My supervisor has asked me to start thinking about my chapter layouts and I can say, at this early stage I’m struggling with how this might look.
The part I’m struggling with is the “emancipation” part of my research question. The more I read the further I seem to be straying from any concept of emancipation. There are three major concepts that are jumping out about employees and private blogs and they are power/knowledge, surveillance (feeds back into power/knowledge), and free speech. I’ll attempt to explain here how they might fit into my thesis, but whether they can be worked up into a chapter in their own right is another question, although I believe they probably can.
I’m reading and writing about Foucault’s concept of power/knowledge, particularly his article The Subject and Power. I think I could build up an argument about the manner in which companies employ a constant gaze through technologies of surveillance (RSS, Bots, web crawlers, Technorati alerts) that objectify individual employees and submit their blogs and themselves to examination. There are a number of notions here about the importance to power of the pre-existence of the essential freedom of the individual to create a relation of power, and this could matter could be explored more fully. By this I mean that, in most advanced democracies free speech is considered to be a basic human right, and in many companies free speech receives numerous platitudes in company mission statements. The issue though is the manner in which companies respond to individuals who chose to avail themselves of this human right bringing.
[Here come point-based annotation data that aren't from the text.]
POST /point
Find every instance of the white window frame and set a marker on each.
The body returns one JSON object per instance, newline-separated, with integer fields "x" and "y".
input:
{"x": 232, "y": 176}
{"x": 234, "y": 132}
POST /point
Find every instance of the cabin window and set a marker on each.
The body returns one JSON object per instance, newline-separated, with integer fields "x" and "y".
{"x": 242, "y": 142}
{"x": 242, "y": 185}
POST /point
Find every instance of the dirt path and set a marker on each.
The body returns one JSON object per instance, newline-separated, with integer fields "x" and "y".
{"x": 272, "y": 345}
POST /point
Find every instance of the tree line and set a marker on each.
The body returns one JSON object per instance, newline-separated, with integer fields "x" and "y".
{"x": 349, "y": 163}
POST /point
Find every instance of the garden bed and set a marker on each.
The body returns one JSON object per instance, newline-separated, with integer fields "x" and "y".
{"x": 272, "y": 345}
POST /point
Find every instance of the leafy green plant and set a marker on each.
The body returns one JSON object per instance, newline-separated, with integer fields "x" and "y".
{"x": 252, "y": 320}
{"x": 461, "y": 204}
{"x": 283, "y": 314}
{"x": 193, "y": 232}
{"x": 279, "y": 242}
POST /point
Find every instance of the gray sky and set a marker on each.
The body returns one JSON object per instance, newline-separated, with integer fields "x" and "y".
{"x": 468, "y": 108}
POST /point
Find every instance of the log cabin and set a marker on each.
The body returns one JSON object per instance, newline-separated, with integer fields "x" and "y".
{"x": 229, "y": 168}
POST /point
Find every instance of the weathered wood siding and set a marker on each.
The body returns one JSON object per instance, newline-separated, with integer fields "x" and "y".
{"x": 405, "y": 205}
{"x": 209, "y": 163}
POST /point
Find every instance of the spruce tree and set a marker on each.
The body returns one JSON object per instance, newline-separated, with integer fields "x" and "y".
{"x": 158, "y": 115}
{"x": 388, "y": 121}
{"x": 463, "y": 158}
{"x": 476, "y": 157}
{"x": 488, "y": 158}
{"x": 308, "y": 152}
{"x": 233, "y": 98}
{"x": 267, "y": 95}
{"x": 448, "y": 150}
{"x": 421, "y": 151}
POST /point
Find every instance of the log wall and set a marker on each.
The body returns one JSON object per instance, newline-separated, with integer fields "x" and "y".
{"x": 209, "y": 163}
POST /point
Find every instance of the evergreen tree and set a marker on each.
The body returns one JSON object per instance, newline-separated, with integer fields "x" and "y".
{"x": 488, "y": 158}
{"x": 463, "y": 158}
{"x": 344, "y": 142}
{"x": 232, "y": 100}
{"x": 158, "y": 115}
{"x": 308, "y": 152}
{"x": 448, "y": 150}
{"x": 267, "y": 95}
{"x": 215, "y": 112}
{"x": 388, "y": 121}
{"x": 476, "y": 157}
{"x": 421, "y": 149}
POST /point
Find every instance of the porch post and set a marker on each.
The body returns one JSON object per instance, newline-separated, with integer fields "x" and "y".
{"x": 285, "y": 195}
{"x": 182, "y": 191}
Here is where the strategies of power come into play through a series of steps used to limit a person’s free expression.
The chapter might address some of these questions:
- How do companies use surveillance technologies as a means to increase the field of visibility and therefore expand their domain of power?
- In what ways to employees become subjects of power relations and how does the agonism of power relations show up?
- What broader categories of knowledge are at play in determining the “normal”. Here I refer to those assumptions that are at play that are go unquestioned in an employment relationship (I pay you wages and therefore can tell you what you will and won’t say about my company)
As I write this, a very rough and unedited stream of thought (TOL – thinking out loud) I’m thinking that what I may have just described is my whole thesis. My general theme would then be power relations between organisations and employees with private blogs. Maybe my chapters would be:
- A detailed exploration of Foucault’s concept of power/knowledge (possibly including Deleuze as his theories relate to surveillance).
- The case for free speech – why it’s important, what it means.
- How employees with private blogs lose their free speech through the expansion of domains of power.
My thesis question/statement would read:
- Do employees risk losing their right to free speech by maintaining private blogs?